The reason for starting a post with a trigger warning varies. Many are content with adding trigger warnings because they feel that it’s a courtesy to others, that it gives them the choice of whether or not to continue reading. Some people choose to insert trigger warnings because they believe that they are saving someone from further trauma. Some may even worry that they could be seen as uncaring or heartless if they don’t include one. Either way, I see trigger warnings as counterproductive. Not only does it take away a sense of empowerment from the person in recovery, it impedes ideas and discussions. How are we to get past the horrors of an eating disorder if we can’t even openly talk about it?

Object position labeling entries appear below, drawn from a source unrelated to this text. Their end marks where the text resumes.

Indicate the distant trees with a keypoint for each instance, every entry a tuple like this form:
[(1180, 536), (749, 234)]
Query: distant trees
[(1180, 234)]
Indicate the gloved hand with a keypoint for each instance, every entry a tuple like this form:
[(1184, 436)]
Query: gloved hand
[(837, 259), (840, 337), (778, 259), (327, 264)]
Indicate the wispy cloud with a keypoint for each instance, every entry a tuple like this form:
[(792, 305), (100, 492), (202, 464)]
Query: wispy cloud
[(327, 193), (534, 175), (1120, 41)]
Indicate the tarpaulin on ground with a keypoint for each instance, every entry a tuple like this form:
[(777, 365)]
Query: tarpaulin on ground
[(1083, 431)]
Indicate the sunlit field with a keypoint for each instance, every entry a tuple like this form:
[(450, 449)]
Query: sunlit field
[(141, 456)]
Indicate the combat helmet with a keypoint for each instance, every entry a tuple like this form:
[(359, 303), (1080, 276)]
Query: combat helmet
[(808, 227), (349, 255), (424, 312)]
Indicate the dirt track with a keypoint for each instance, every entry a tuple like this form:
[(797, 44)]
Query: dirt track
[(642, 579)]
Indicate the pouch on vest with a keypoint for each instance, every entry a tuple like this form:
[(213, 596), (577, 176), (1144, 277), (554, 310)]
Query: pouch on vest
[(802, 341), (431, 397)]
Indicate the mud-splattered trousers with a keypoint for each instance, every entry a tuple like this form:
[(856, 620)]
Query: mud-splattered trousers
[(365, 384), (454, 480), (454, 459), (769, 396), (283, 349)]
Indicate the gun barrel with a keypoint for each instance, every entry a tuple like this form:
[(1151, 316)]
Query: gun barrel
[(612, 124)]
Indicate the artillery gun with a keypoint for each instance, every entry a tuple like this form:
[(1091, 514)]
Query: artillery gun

The other aspect of trigger warnings that makes it a muddled mess is knowing what could trigger someone. Triggers are so individual and often irrational that anything could be considered a trigger. Sure, there are some obvious ones like rape, but there is no way for the world to know that the mention of a camping trip or some other seemingly innocuous topic would conjure up a disturbing memory. Asking loved ones to provide a safe space3 is one thing, but expecting strangers to walk on eggshells4 in a public and unfettered forum such as the internet is unrealistic, entitled, and, dare I say, selfish.
The desire for trigger warnings is a symptom of something deeper going on and can actually provide an opportunity for self-reflection. If I felt triggered, I’d acknowledge that, but I would not put the burden of supplying a trigger warning on someone else. I would take it as a sign that I need to do some hard work and get to the bottom of why a certain subject can cause such an intense response in the first place.
What are your thoughts on trigger warnings? Please share in the comment section below.
1This is also true for content warnings. It’s the same idea wrapped up in a different package.
2In case you’d like to check out the full article in The Guardian, it’s called “We’ve Gone Too Far With Trigger Warnings”.
3Yet another overused phrase that I hear nowadays.
4Ha! I just caught myself typing one of those overused phrases. It fits so perfectly though!